FamilySearch trained a computer to identify the different parts of speech. They trained the computer how to discern meaning out of a bunch of words. Notice in the example above that names of people are identified in dark green, places in brown, dates in dark blue, relationships in salmon, events in pale green, clock times in a steel blue (or would you call that a dark sky blue?), organizations in red, and buildings in goldenrod (or would you call that a mustard?).
They basically teach the computer to read. The computer is willing to extract a lot more detail from an obituary than a volunteer can easily do. And it can work really, really fast. For obituaries, computers can do in about a week and a half what it takes all of FamilySearch’s volunteers three and a half years to do. This is why in a few weeks FamilySearch is going to stop having volunteers index the current obituary project. In fact, FamilySearch has already published about 37 million obituaries this way. You may already have found and used an obituary that was indexed by a smart computer.
This applies to obituaries published since about 1977. Since that time, most obituaries have been published and stored digitally. Pre-1977 it looks a lot differently. Because the obituaries are not already digital, it is a pretty nasty OCR problem. [OCR converts the printed page to text so that the computer can subsequently try to make sense of it.] The problem is so severe, computers can recognize only about half of the words in pre-1900 newspapers.

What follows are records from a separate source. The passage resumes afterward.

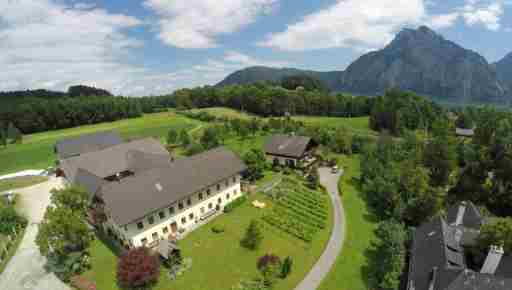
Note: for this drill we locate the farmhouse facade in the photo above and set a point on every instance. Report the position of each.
(140, 195)
(291, 151)
(439, 259)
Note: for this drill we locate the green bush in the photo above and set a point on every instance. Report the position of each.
(235, 203)
(218, 229)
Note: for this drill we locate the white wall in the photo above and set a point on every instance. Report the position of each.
(133, 235)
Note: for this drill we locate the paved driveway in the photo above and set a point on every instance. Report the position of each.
(26, 268)
(333, 248)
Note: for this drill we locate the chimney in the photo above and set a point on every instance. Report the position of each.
(433, 278)
(493, 260)
(460, 213)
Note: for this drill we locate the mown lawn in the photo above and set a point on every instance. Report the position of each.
(20, 182)
(36, 152)
(218, 260)
(351, 267)
(224, 112)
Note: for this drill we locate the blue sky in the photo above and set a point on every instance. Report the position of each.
(157, 46)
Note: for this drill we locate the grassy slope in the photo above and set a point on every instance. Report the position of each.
(37, 149)
(20, 182)
(350, 269)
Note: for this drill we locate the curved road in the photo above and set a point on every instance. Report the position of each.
(25, 271)
(333, 248)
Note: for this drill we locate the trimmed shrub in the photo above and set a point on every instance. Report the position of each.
(218, 229)
(253, 236)
(235, 203)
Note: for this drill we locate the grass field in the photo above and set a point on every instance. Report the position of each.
(218, 260)
(36, 152)
(350, 269)
(20, 182)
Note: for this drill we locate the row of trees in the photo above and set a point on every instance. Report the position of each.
(39, 114)
(399, 111)
(63, 235)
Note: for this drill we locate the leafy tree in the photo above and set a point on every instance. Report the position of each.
(184, 138)
(440, 154)
(10, 219)
(270, 267)
(62, 231)
(286, 269)
(172, 136)
(73, 197)
(498, 232)
(391, 253)
(256, 164)
(253, 236)
(138, 269)
(3, 138)
(210, 138)
(306, 82)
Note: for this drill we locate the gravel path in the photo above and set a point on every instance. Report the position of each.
(333, 248)
(25, 270)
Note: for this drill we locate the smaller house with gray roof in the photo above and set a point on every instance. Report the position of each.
(291, 151)
(439, 259)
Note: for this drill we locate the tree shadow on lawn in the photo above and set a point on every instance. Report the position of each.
(371, 214)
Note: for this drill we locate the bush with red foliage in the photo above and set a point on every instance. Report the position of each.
(138, 268)
(268, 259)
(82, 283)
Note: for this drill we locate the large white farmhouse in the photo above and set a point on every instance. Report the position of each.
(140, 196)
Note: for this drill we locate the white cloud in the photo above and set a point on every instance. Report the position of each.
(197, 23)
(51, 45)
(47, 44)
(486, 14)
(443, 20)
(349, 23)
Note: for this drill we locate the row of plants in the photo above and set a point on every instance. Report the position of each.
(319, 207)
(289, 226)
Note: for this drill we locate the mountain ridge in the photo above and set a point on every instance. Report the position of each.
(418, 60)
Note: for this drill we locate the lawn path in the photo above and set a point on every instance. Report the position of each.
(333, 248)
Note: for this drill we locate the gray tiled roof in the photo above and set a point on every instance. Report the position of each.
(284, 145)
(137, 196)
(114, 159)
(86, 143)
(472, 218)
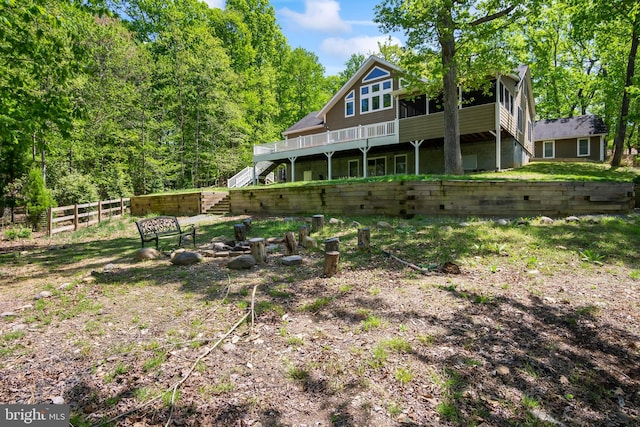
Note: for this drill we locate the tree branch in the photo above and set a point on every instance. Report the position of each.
(493, 16)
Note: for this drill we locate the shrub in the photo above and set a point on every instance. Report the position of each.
(38, 198)
(75, 188)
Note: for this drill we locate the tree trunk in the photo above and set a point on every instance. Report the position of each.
(452, 153)
(624, 110)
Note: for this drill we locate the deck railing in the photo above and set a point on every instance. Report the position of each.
(328, 138)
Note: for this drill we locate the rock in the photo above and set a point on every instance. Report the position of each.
(503, 370)
(291, 260)
(220, 246)
(65, 286)
(242, 262)
(109, 268)
(148, 254)
(187, 258)
(58, 400)
(310, 242)
(44, 294)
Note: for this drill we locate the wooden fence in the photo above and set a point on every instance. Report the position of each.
(68, 218)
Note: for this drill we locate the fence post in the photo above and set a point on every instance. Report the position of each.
(50, 221)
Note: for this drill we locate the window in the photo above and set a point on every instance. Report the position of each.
(376, 166)
(548, 149)
(375, 97)
(400, 164)
(584, 147)
(354, 168)
(350, 104)
(506, 98)
(520, 120)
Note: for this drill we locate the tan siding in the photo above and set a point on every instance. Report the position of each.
(476, 119)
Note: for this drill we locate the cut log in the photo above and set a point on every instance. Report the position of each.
(290, 243)
(331, 263)
(364, 239)
(332, 245)
(317, 223)
(247, 224)
(303, 232)
(240, 232)
(258, 249)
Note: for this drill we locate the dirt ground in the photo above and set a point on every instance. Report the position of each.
(381, 345)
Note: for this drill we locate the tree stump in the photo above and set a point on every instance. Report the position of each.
(332, 245)
(317, 223)
(247, 224)
(290, 243)
(303, 232)
(258, 249)
(331, 263)
(364, 239)
(240, 232)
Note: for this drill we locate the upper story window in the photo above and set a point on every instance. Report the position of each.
(350, 104)
(506, 98)
(584, 147)
(376, 97)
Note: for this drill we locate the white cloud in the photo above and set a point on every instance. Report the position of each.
(321, 15)
(345, 47)
(215, 3)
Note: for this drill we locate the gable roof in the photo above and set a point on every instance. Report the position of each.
(358, 75)
(573, 127)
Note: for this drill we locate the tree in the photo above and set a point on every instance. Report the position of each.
(466, 35)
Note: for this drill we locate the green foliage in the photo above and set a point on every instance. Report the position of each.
(75, 188)
(38, 198)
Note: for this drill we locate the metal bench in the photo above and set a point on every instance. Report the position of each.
(160, 227)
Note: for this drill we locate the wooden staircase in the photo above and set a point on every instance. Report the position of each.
(217, 206)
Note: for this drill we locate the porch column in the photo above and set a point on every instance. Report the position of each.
(255, 178)
(293, 168)
(416, 146)
(498, 125)
(329, 156)
(364, 150)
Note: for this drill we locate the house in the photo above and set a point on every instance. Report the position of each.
(579, 138)
(373, 127)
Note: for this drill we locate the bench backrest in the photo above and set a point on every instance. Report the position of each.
(159, 225)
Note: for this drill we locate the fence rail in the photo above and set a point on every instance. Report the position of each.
(69, 218)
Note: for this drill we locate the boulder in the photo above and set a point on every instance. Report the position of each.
(187, 258)
(291, 260)
(243, 262)
(147, 254)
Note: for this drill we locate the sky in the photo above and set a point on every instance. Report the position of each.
(331, 29)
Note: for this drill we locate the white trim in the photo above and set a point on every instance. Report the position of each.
(553, 149)
(588, 147)
(395, 163)
(377, 158)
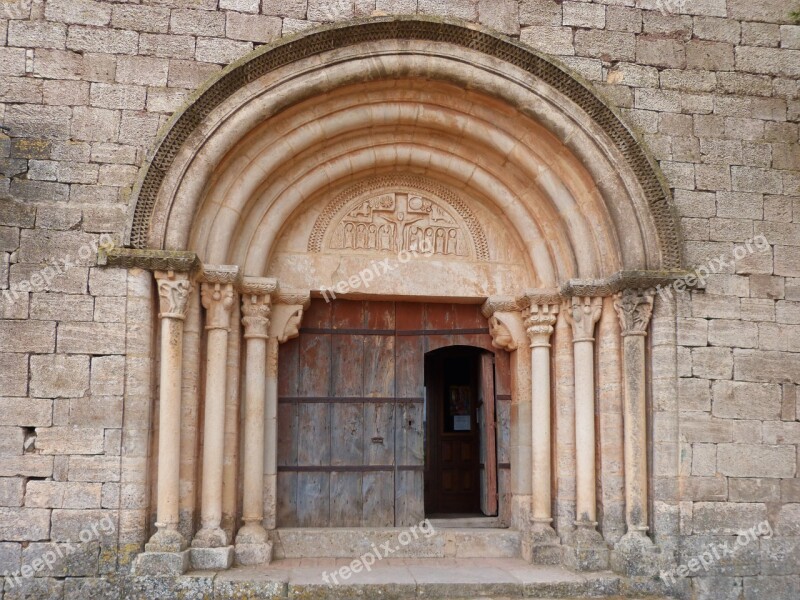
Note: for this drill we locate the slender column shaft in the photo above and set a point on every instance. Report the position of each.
(585, 313)
(271, 433)
(218, 301)
(173, 290)
(634, 310)
(539, 325)
(256, 310)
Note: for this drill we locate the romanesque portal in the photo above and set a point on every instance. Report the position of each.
(332, 211)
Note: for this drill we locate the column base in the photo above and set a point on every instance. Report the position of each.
(253, 554)
(210, 537)
(212, 559)
(541, 545)
(587, 551)
(166, 540)
(635, 555)
(170, 564)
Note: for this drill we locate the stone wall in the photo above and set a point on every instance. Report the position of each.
(712, 87)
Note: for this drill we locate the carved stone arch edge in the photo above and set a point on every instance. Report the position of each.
(271, 57)
(418, 182)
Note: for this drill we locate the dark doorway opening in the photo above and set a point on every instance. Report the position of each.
(460, 435)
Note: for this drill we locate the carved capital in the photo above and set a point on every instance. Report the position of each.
(495, 304)
(292, 328)
(289, 297)
(542, 296)
(287, 314)
(259, 286)
(173, 294)
(583, 313)
(218, 301)
(502, 337)
(256, 310)
(634, 309)
(149, 260)
(539, 324)
(223, 274)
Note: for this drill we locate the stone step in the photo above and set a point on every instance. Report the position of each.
(395, 579)
(397, 542)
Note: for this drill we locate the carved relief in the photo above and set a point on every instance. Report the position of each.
(256, 310)
(634, 310)
(174, 297)
(583, 314)
(217, 299)
(400, 213)
(540, 323)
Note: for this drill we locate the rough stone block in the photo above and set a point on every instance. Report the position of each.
(62, 494)
(742, 400)
(24, 524)
(767, 367)
(43, 122)
(651, 50)
(213, 559)
(754, 490)
(94, 468)
(556, 40)
(152, 19)
(82, 12)
(712, 363)
(296, 9)
(222, 51)
(726, 519)
(771, 586)
(607, 45)
(83, 38)
(161, 563)
(91, 338)
(167, 46)
(755, 460)
(501, 15)
(59, 376)
(12, 489)
(701, 428)
(37, 34)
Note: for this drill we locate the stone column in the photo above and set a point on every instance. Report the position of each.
(506, 326)
(633, 553)
(588, 549)
(252, 543)
(210, 546)
(287, 315)
(539, 326)
(164, 553)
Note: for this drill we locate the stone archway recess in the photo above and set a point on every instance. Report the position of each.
(527, 145)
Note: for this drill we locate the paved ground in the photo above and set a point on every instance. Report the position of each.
(425, 578)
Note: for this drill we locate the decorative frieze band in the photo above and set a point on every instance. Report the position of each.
(149, 260)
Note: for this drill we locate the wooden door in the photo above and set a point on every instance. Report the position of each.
(351, 419)
(452, 471)
(488, 435)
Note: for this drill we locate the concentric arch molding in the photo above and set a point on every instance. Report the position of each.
(385, 205)
(269, 58)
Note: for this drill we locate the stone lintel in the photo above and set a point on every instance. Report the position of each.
(259, 286)
(149, 260)
(622, 280)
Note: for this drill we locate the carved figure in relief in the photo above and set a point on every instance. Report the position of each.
(397, 222)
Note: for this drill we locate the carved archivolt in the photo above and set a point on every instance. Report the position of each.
(397, 213)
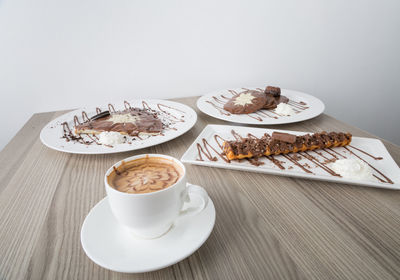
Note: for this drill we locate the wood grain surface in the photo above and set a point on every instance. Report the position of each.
(267, 227)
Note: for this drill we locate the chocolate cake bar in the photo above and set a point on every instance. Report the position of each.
(283, 143)
(274, 97)
(130, 121)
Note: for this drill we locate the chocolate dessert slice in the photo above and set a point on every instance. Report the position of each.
(274, 97)
(132, 122)
(245, 102)
(283, 143)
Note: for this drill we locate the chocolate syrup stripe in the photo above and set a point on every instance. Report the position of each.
(329, 151)
(207, 152)
(297, 163)
(364, 152)
(69, 135)
(383, 175)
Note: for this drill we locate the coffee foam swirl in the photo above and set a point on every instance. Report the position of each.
(145, 175)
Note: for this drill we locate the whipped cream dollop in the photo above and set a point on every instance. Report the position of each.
(284, 109)
(111, 138)
(353, 168)
(123, 118)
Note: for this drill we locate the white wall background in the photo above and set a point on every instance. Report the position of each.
(65, 54)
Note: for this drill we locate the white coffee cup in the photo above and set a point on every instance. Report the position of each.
(150, 215)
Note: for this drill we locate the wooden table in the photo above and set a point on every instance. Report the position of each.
(267, 227)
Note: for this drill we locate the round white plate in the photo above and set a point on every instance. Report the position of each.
(212, 104)
(51, 134)
(110, 246)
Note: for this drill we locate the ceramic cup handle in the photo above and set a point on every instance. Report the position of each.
(194, 190)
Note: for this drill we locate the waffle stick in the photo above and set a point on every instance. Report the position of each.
(283, 143)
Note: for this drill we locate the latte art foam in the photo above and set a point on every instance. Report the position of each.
(144, 175)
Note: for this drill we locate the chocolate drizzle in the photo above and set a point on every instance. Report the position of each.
(217, 101)
(368, 154)
(383, 175)
(207, 152)
(331, 154)
(86, 123)
(295, 161)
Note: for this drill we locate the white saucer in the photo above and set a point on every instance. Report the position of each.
(114, 248)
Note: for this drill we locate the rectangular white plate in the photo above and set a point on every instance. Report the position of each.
(387, 166)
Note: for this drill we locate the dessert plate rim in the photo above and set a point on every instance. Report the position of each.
(51, 133)
(191, 153)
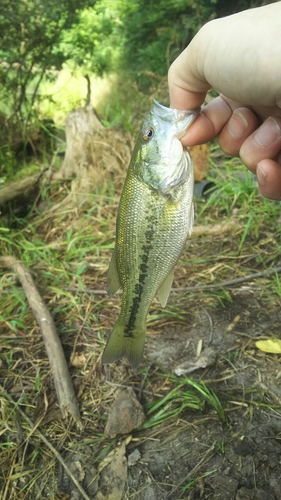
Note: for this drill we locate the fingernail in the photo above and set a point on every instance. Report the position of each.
(261, 175)
(237, 125)
(268, 132)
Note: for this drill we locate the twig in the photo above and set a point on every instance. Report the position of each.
(195, 288)
(63, 383)
(50, 446)
(235, 281)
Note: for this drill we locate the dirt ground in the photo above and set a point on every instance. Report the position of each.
(211, 334)
(198, 456)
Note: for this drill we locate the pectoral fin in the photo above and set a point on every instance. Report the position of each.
(164, 290)
(113, 281)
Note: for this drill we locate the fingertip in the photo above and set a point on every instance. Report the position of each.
(269, 179)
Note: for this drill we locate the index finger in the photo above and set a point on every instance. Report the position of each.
(186, 86)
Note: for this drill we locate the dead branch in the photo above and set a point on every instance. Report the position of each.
(50, 446)
(20, 192)
(63, 383)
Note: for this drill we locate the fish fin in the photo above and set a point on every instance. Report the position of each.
(191, 220)
(118, 346)
(164, 290)
(113, 281)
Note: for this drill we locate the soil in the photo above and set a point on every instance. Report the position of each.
(199, 456)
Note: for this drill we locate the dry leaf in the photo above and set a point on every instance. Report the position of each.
(272, 346)
(78, 360)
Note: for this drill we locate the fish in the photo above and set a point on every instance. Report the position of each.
(154, 220)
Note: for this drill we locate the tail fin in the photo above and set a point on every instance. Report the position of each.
(118, 346)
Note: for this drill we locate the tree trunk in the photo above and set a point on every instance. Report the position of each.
(93, 153)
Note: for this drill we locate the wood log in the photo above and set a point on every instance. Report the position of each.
(20, 193)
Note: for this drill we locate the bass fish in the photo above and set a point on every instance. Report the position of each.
(155, 217)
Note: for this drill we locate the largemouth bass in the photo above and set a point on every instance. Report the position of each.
(155, 217)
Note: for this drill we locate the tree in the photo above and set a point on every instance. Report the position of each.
(31, 32)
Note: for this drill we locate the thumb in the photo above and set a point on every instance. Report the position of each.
(187, 87)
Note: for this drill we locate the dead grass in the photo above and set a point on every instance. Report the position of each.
(68, 251)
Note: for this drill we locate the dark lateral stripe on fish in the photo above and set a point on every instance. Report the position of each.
(129, 328)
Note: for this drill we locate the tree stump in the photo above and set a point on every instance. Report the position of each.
(93, 153)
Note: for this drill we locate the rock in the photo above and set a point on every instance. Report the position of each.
(126, 413)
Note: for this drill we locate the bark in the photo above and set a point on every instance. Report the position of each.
(63, 383)
(20, 193)
(94, 153)
(80, 126)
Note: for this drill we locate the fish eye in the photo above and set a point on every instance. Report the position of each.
(148, 133)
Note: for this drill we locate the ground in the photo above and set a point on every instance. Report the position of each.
(214, 432)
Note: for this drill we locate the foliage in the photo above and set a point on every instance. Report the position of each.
(93, 43)
(32, 31)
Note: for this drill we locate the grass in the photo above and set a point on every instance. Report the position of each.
(68, 252)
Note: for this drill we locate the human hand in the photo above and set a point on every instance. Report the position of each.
(240, 56)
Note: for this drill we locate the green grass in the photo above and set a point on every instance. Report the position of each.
(68, 251)
(182, 398)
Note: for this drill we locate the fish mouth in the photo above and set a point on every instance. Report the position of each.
(180, 118)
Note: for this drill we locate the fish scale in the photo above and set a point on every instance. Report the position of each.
(155, 217)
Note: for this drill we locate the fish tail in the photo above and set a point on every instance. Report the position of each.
(120, 345)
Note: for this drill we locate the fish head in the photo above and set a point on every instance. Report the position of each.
(159, 158)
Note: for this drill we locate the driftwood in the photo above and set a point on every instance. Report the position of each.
(21, 192)
(80, 126)
(94, 153)
(63, 383)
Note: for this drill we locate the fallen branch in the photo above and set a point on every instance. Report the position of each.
(63, 383)
(195, 288)
(20, 192)
(49, 445)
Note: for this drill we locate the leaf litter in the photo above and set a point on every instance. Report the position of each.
(214, 432)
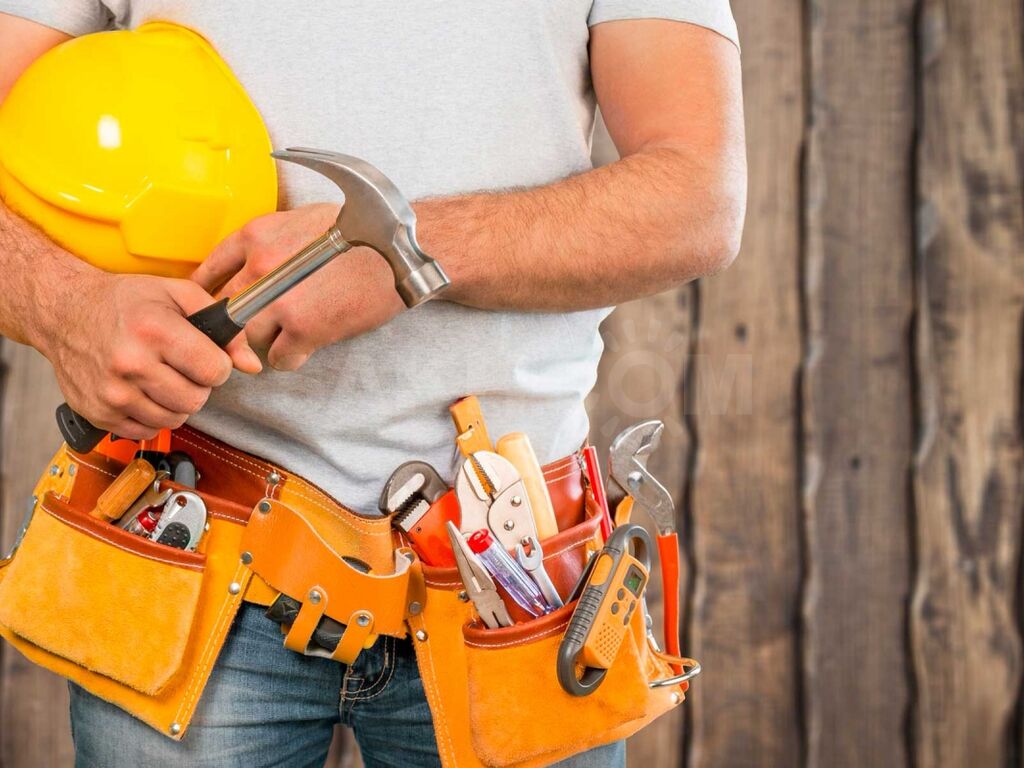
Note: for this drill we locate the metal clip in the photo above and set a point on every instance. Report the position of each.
(20, 531)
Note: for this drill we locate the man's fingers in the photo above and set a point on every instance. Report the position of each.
(262, 330)
(171, 390)
(288, 352)
(226, 259)
(133, 430)
(243, 356)
(241, 280)
(150, 414)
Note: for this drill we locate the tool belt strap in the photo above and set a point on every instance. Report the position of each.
(292, 557)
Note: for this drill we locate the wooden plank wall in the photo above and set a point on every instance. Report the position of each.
(844, 410)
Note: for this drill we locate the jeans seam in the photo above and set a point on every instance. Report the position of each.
(378, 686)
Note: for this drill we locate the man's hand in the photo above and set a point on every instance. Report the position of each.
(126, 357)
(348, 297)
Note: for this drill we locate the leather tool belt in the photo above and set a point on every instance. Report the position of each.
(141, 624)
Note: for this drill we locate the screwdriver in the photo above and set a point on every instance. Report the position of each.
(509, 573)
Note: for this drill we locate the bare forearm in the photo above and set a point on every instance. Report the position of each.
(38, 278)
(643, 224)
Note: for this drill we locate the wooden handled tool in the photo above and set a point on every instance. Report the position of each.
(134, 480)
(516, 448)
(472, 432)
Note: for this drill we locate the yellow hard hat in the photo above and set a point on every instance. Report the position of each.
(136, 151)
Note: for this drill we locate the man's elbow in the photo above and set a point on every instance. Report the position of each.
(711, 244)
(726, 229)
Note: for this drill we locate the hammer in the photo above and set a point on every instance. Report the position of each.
(375, 214)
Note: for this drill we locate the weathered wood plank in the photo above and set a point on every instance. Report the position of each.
(969, 473)
(34, 727)
(745, 503)
(857, 425)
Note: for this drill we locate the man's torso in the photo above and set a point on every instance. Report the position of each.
(444, 98)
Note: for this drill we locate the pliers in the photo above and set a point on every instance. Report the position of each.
(628, 462)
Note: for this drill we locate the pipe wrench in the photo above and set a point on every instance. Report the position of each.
(628, 462)
(419, 503)
(492, 495)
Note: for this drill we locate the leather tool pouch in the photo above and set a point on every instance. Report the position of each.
(140, 624)
(136, 623)
(494, 693)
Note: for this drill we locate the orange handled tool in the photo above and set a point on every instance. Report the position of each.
(629, 455)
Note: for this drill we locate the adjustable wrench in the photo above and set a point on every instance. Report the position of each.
(628, 462)
(492, 495)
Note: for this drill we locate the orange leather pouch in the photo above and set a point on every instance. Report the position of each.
(136, 623)
(494, 693)
(140, 625)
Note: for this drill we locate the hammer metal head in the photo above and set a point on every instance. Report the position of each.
(377, 215)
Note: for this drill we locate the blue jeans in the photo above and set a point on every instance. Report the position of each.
(266, 706)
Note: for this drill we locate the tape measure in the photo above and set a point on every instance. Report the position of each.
(615, 581)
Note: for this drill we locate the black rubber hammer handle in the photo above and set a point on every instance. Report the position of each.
(375, 214)
(82, 435)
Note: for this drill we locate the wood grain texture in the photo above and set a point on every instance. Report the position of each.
(34, 726)
(857, 425)
(745, 505)
(968, 487)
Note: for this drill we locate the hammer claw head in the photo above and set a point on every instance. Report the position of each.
(376, 214)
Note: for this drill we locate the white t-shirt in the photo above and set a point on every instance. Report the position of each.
(443, 96)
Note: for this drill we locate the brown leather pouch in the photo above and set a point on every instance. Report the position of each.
(494, 693)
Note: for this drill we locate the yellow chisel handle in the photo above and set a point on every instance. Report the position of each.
(515, 446)
(469, 424)
(134, 480)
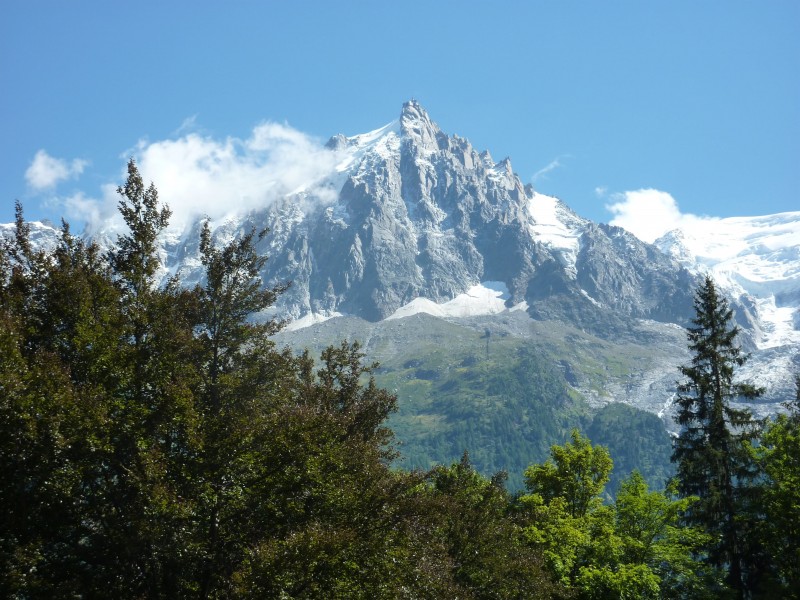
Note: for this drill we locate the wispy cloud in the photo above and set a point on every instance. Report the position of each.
(649, 213)
(551, 166)
(46, 171)
(199, 175)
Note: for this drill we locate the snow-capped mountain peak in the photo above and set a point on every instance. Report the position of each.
(755, 257)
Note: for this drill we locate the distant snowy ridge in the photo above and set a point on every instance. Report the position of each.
(753, 256)
(487, 298)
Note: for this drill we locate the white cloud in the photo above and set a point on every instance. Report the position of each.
(649, 213)
(551, 166)
(46, 171)
(197, 175)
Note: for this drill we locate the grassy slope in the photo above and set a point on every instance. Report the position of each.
(503, 388)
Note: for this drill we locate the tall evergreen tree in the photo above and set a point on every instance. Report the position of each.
(711, 454)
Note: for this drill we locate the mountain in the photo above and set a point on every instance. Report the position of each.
(756, 261)
(420, 214)
(501, 318)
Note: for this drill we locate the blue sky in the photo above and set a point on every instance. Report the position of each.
(692, 105)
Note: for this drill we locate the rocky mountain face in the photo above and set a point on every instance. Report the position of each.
(419, 213)
(412, 213)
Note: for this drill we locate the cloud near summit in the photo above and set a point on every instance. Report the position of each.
(198, 175)
(649, 213)
(45, 171)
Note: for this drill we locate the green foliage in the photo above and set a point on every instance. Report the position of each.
(779, 458)
(634, 549)
(576, 472)
(155, 443)
(636, 441)
(711, 451)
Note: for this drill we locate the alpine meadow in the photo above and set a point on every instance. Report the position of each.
(163, 438)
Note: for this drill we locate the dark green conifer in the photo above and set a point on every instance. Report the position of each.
(711, 451)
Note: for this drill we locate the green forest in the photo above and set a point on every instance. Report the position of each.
(155, 442)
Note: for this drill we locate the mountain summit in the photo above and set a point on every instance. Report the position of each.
(420, 214)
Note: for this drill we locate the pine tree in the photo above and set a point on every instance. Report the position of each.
(711, 454)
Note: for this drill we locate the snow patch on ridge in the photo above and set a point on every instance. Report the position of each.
(557, 228)
(310, 319)
(487, 298)
(754, 256)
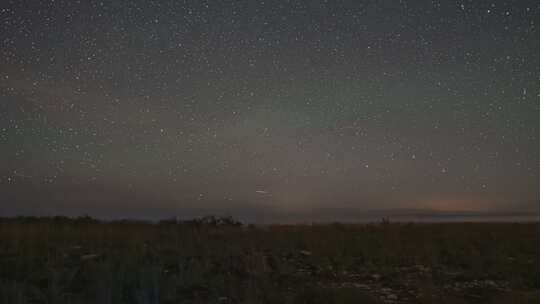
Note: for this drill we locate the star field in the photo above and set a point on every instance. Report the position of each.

If you were at RootsTech you may have seen the last thing Jake showed. A company named Planet entered its ArgusSearch into the Innovator Challenge. ArgusSearch is a system that reads the handwriting of documents that have not been indexed. You type in something like “Steinberg” and the program shows some records that might match that name. It won’t find all the matches. And it may return some results that aren’t matches. But this is still useful. This technology is still young, but an application like this is likely to hit real life in the next ten years.
Jake summarized by saying that while indexing is going really well—never better—unfortunately, it is just not good enough to give us all the records you need. [FamilySearch does not index all the records they acquire.] “We need to do much better. It’s not that we are not quite there; we are way behind and getting further behind every year,” he said. There are three areas that FamilySearch needs to utilize. FamilySearch needs to increase the efficiency of its indexing volunteers. FamilySearch needs more help from for-profit publishers who can bring more resources to the table. And FamilySearch needs to use computer technology to make images searchable with little or no human intervention.
“It’s an exciting time to be alive. Can you imagine the explosion of document availability once we make a bit more headway in a few of these areas?”
Jake took a couple of questions:
Q. How easy is it to use tools like Google Translate to translate Spanish records?
A. Google Translate is better at modern, generic words. If you type in the text of a letter, you would be able to get the gist of it, but it may not handle archaic words or words specific to a vital record. As long as you know a small set of terms, you can usually get by without a computerized translator. There is no magic tool currently available.
Q. Why do we sometimes key so very little from a record? While we have someone looking at the document, shouldn’t they be extracting more?
A. Because we publish both indexes and images, we index the minimal amount necessary to find the image. Why index something that no one will ever use in a search? Cook County, Illinois death certificates are an example where we indexed something that didn’t need to be. We indexed the deceased’s address, but who will ever search using the address? Sometimes we don’t get it quite right, but that’s the general principle.
Q. When will we be able to correct published indexes?
A. We’re starting now after ten years of being in the top three requested features, we’re starting to implement the feature to allow you to contribute corrections. We are rapidly approaching the point when this will be available. I’m not really authorized to say “soon,” but we have our eyes on that feature.